I usually compared Jennings to the 1927 Yankees. This guy isn’t the Yankees.
There are people who debate whether the ’27 Yankees were the best team ever, but nobody (except for a very few die-hards who like Man O’ War) thinks that Secretariat wasn’t the greatest horse to step on a racetrack.
I have not read articles about James, but I can state right now what makes him great: he is smart (the smartest contestant ever on the show), he is bold, and he is disciplined.
I usually tell people that most people who go on the show know roughly the same amount. The difference is luck (such as what categories show up) and reflexes. Not to be arrogant, but I know at least 80 – 90% of what Ken Jennings knew. The big difference between us? Jennings had lightning fast reflexes. But James seems to simply know more than other people.
James is bold: he often will bet very large amounts on Daily Doubles. Often, if the Daily Double shows up in Single Jeopardy or early in Double Jeopardy he will go all in. He rarely misses.

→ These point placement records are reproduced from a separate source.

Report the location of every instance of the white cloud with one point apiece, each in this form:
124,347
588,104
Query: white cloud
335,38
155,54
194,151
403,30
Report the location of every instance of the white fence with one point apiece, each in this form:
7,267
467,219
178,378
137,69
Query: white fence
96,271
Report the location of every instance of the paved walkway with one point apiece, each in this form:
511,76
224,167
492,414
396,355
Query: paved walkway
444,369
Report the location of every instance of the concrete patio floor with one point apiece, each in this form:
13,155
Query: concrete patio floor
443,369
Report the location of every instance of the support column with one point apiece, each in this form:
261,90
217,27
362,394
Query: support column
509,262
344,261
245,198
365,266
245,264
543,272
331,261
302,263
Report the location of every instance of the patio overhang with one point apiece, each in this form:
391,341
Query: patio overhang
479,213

He also plays the smartest game I’ve ever seen. Most people work from the top of the category down. This allows your brain to warm up — it simply gets easier to answer the more difficult questions if you have been answering the easier ones. This is especially true of categories that are not based on facts but on wordplay or puns.
James works from the bottom up. This allows him to rack up points quickly but more importantly takes the high value questions off the table. Even if he loses steam later, it becomes impossible for the other contestants to catch up.
He is disciplined. He doesn’t goof off or even smile between questions; he answers quickly and requests his next question immediately — occasionally talking over Alex Trebek. (These games must be a nightmare for Trebek to pace.)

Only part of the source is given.